If there’s a hell, I have a feeling we’re both in it.

"You're not useless," I say quietly.

"Don't." She shakes her head. "Don't say things you don't mean just to make me feel better."

"I'm not." I stand, taking a step toward her. "I'm frustrated with your father. With your family. With the Council. With everyone who kept you in the dark about your own life. Not with you."

She laughs, but there's no humor in it. "Okay. Sure. Whatever you want to say."

"It's the truth."

"Is it?" She turns to face me fully, and her eyes are damp with tears, glittering with anger. "Because you've done nothing but push me away since the moment we met. You made it very clear last night that you don't want me. That touching me is so repulsive you'd rather cut yourself open than—"

"That's not why I did that."

"Then why?" She moves closer, and I can smell her powdery, floral perfume. Fuck. She smells sweet and warm and feminine, and despite everything, I feel my cock twitch, swelling against my fly. "Why did you leave? Why do you look at me like... like..."

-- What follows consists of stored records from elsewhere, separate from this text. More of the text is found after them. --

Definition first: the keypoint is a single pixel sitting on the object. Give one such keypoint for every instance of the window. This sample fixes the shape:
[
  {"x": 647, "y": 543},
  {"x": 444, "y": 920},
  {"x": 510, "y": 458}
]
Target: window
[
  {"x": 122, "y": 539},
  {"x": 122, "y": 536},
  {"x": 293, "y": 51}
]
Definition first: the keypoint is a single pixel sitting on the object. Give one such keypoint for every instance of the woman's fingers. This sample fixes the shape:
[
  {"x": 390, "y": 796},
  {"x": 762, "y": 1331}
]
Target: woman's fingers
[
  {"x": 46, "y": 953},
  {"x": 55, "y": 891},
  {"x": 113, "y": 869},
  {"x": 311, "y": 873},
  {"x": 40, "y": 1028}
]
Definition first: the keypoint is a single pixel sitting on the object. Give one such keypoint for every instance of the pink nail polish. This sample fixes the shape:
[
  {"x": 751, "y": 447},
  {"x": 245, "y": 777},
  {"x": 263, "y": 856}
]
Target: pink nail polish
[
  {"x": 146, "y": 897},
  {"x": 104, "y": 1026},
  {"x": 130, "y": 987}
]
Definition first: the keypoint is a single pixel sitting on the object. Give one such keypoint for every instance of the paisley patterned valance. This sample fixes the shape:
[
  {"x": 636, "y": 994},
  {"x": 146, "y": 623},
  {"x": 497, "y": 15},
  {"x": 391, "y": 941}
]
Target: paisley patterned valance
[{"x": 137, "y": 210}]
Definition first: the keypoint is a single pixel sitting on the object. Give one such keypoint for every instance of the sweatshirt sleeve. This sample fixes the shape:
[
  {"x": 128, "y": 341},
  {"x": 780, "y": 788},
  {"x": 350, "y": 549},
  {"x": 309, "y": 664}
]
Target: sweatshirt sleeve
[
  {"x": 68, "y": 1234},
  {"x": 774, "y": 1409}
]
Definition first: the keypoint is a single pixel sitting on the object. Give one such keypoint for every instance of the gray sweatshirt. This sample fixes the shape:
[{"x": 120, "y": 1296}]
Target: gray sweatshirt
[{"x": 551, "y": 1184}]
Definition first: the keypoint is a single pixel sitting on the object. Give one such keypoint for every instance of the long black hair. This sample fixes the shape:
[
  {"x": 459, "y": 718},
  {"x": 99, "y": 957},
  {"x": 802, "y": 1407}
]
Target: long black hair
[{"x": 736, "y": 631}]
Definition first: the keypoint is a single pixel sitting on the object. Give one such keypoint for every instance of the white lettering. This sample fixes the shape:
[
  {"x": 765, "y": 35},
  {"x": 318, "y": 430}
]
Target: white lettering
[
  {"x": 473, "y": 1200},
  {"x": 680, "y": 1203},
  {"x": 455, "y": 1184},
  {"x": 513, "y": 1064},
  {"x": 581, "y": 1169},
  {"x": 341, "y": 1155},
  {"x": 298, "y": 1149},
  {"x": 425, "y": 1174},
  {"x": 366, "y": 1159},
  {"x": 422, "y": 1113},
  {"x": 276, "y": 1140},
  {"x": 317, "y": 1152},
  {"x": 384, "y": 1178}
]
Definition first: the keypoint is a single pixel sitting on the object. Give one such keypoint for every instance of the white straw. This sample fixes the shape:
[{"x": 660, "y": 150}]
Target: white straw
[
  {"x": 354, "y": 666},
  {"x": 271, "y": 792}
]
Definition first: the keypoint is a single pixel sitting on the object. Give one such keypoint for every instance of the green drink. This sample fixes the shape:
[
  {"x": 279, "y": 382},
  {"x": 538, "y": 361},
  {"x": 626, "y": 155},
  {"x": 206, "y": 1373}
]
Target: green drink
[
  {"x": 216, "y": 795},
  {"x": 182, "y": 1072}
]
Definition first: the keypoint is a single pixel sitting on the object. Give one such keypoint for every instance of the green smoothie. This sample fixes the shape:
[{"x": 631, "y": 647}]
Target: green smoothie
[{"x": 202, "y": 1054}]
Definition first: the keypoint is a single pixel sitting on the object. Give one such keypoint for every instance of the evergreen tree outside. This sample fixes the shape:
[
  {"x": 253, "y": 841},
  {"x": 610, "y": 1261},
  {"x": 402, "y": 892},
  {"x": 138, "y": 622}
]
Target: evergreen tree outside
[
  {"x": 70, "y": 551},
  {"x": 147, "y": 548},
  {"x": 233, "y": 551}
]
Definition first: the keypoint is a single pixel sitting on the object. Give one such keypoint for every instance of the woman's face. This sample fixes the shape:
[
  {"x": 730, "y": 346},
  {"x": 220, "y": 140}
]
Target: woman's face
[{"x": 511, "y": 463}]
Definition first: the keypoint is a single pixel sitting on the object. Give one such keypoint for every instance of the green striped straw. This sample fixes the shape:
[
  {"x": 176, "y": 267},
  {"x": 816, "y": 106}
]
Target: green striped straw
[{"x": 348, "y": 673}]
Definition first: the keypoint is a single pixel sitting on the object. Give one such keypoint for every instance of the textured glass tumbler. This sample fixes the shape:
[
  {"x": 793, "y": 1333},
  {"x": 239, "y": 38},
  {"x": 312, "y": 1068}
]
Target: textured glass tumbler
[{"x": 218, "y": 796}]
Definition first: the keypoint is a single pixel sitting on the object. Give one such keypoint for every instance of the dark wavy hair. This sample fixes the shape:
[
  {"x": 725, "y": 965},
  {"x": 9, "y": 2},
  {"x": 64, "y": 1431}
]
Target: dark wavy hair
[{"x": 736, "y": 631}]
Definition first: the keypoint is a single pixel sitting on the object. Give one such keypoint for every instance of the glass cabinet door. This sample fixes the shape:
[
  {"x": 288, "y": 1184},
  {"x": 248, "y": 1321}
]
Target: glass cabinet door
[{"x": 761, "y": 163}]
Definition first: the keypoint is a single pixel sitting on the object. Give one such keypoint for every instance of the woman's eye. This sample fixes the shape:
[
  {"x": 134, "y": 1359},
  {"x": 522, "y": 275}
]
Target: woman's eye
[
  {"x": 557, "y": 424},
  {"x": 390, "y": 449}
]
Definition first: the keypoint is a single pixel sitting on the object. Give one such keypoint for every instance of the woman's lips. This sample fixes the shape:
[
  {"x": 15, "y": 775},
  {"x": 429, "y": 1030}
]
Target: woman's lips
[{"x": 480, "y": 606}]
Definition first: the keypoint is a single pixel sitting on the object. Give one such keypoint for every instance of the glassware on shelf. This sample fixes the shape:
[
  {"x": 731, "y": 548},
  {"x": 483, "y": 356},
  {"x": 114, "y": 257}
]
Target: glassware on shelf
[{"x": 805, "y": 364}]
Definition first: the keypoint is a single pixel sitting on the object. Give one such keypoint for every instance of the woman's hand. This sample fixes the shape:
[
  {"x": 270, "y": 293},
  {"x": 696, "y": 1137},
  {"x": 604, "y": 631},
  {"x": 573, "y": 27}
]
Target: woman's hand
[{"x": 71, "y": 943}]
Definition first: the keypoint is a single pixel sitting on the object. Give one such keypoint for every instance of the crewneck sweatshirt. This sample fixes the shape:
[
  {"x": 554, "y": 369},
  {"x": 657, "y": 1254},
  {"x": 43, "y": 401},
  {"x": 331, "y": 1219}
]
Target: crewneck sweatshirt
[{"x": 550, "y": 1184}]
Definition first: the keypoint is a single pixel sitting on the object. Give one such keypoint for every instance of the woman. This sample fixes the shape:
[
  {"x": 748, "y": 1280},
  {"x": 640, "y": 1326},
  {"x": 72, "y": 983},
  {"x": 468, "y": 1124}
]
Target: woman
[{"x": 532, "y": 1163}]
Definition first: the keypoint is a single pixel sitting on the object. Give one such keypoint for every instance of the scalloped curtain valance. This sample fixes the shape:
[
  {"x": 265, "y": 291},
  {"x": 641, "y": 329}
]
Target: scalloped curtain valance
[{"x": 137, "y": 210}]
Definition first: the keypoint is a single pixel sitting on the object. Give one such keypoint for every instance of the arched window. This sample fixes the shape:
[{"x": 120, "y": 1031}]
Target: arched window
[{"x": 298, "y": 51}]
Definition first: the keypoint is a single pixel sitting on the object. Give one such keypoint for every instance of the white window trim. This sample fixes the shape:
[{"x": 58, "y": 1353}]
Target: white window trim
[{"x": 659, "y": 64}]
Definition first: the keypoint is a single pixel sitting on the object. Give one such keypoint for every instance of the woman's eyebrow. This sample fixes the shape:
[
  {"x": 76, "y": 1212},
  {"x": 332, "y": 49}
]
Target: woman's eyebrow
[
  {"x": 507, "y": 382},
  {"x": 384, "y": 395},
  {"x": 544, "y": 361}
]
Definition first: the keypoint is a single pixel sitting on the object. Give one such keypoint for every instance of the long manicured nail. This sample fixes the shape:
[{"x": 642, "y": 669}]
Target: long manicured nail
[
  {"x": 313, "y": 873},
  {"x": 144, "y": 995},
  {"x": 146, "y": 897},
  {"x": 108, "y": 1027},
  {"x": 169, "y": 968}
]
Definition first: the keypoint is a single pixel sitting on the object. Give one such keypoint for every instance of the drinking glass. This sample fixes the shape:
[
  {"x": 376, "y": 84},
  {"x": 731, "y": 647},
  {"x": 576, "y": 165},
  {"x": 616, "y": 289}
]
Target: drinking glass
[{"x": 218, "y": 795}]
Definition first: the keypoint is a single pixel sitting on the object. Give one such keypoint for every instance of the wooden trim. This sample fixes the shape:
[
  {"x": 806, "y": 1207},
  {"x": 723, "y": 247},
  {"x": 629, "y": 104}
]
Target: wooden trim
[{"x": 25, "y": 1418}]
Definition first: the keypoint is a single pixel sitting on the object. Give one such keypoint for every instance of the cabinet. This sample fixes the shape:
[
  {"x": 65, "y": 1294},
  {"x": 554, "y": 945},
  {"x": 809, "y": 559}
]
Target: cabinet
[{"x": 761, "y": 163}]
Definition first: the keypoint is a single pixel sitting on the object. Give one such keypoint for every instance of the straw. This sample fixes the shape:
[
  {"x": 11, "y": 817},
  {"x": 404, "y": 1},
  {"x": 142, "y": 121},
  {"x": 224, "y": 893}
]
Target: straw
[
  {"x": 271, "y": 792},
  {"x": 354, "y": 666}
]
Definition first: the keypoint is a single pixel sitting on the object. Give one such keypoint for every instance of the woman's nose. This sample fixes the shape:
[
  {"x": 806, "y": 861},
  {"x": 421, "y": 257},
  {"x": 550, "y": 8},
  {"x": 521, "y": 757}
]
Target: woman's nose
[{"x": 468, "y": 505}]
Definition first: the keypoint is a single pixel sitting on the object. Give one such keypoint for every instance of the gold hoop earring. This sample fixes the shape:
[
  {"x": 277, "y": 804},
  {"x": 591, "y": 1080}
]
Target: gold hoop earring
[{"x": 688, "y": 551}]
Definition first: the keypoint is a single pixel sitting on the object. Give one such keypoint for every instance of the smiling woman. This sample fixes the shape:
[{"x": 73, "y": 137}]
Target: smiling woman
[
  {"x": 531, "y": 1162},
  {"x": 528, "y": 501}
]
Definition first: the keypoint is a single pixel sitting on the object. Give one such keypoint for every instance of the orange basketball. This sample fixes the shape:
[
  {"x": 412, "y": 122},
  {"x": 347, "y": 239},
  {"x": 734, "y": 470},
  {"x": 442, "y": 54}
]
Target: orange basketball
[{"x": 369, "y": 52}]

"Like what?" I growl, and my voice drops an octave. She freezes, her eyes widening, and something primal in me responds, my cock hardening until it’s straining painfully against the front of my jeans.

Fuck.

The space between us shrinks. I don't know if she stepped closer or I did, but suddenly there's barely a foot separating us. I can see the exact color of her blue eyes, the flush on her pale cheeks, the rapid rise and fall of her chest.

“I cut myself because I couldn’t fuck a woman who was shaking and crying at the thought of me touching her,” I bite out. “And I left because I couldn’t stop wanting you even though it made me feel like shit.”

Her breath catches. "I don’t understand—”

"You're eighteen years old. A virgin. You just lost your entire family. And I'm..." I force myself to stop moving closer. "I'm not good for you, Maeve. I'm not good for anyone."